背後に忍び寄られても気づかないほど注意散漫になっていたと、アリスは自らの未熟さを内心叱咤した。
「アーリス。悩み事?」
「……うん。コージは『念丸』、ユエは『鎌威太刀』があるけど、私はどんな念能力が良いのか、それすら思い浮かばない。ユエはどうやって自分の念能力を決めたの?」
そう、自らの念能力。此処に至っても全く浮かばず、方向性すら掴めないそれが足を引っ張っていた。
「私? うーんとさ、私の場合は獲物有りきだからからねー。武器の間合いを広げたり、刃状のオーラを飛ばせたら便利かなぁって。それにゴンのジャジャン拳のグーチョキパーを参考にしたから案外簡単に型は完成したね。まだまだ完熟度は低いけどさ」
オーラを刃状に変化させ、その状態のまま放出させる。幾ら強化系で変化系と放出系が隣り合っているとは言え、両方を同時に実行するのは至極困難だとユエは吐露する。

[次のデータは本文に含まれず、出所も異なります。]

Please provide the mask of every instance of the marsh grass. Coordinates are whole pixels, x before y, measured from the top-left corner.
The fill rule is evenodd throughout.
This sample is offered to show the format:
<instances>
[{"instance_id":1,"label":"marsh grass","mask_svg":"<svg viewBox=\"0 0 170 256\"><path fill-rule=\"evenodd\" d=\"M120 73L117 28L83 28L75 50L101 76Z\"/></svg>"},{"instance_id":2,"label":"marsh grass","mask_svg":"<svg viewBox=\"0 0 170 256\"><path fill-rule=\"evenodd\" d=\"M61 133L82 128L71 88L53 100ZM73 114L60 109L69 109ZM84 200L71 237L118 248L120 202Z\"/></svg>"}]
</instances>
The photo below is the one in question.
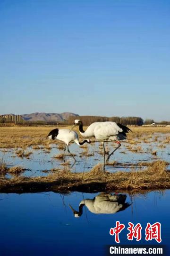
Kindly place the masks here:
<instances>
[{"instance_id":1,"label":"marsh grass","mask_svg":"<svg viewBox=\"0 0 170 256\"><path fill-rule=\"evenodd\" d=\"M25 151L24 149L18 149L16 151L16 154L19 157L28 157L33 154L32 151Z\"/></svg>"},{"instance_id":2,"label":"marsh grass","mask_svg":"<svg viewBox=\"0 0 170 256\"><path fill-rule=\"evenodd\" d=\"M90 172L72 173L69 169L58 170L45 177L15 176L0 178L0 191L6 192L55 191L82 192L141 191L170 188L170 173L166 163L157 161L144 169L110 173L98 164ZM3 167L4 168L4 167Z\"/></svg>"},{"instance_id":3,"label":"marsh grass","mask_svg":"<svg viewBox=\"0 0 170 256\"><path fill-rule=\"evenodd\" d=\"M154 150L153 151L152 151L152 152L151 152L151 154L152 154L152 155L156 155L157 153L157 152L156 150Z\"/></svg>"},{"instance_id":4,"label":"marsh grass","mask_svg":"<svg viewBox=\"0 0 170 256\"><path fill-rule=\"evenodd\" d=\"M63 159L64 157L64 154L58 154L53 156L54 158Z\"/></svg>"}]
</instances>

「念能力なんて突き詰めれば自分が何をしたいかだねー。別に戦闘向きなのを必ずしも作る必要も無いと思うけど。ほら、ビスケのなんて超便利だったじゃん」
ビスケの念能力は確か『魔法美容師(マジカルエステ)』で戦闘外で多大に活躍出来る代物であり、念=必ずしも戦闘用ではないという事を示す教訓の一つだろう。
「でも、戦闘用の念じゃないと格上の相手には絶対勝てない」
オーラの総量で劣っているのならば、並大抵の攻防ではダメージを与える事すら出来ない。

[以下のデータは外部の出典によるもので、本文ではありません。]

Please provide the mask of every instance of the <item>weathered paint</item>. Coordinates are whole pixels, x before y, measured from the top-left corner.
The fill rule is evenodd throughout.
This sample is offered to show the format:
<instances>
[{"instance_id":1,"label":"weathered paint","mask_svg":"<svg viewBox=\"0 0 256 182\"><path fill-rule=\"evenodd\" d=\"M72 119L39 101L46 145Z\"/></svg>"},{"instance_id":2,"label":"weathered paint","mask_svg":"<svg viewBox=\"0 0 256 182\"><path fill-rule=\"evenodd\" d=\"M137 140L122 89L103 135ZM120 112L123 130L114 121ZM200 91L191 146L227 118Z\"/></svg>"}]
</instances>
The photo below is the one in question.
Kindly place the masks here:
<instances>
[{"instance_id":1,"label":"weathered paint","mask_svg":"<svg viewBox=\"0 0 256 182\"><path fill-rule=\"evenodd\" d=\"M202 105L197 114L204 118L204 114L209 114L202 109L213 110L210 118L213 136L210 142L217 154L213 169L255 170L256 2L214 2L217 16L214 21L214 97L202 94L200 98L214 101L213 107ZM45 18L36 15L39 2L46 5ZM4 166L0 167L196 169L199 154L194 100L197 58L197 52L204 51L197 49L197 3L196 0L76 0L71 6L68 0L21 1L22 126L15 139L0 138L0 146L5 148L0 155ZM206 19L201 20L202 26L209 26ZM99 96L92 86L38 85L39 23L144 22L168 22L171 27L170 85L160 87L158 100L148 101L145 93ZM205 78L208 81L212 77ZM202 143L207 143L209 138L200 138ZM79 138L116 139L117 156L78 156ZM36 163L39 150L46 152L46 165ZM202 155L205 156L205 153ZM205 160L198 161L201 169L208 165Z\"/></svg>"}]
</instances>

今の自分が纏う最大限のオーラも、あの時の彼女と比べて、まだまだ劣る。
「……明確な目標を持つってのは悪い事じゃないと思うけど、さ。最近、コージもアリスもアイツの事にこだわり過ぎって思う訳」
後ろから抱き着いていたユエはアリスから離れ、夜空を見上げる。
ユエは手を天に差し伸べ、月を掴もうとする。当然の如く、その掌に納まるものではなく、その指先は空を切る。
「確かにグリードアイランドをプレイする上でアイツが一番の障害なのは解っている。でもさ、何だか悔しいんだ。アイツにばかり意識が行っていて、修行中もいつも上の空で――」
――目の前に居るのに、見てくれなくて。
それが誰の事を指しているのか、アリスは即座に思い至り――振り返って見たユエの顔は、真っ赤に茹で上がっていた。
「あ、あはは! 何言ってるんだろうねー私! 逆上せちゃったかなぁー、先に上がっているね、アリス!」
ユエは慌てて飛び去り、逃げるように消える。
残念な事に効果が出ない、三十分未満の入浴だった。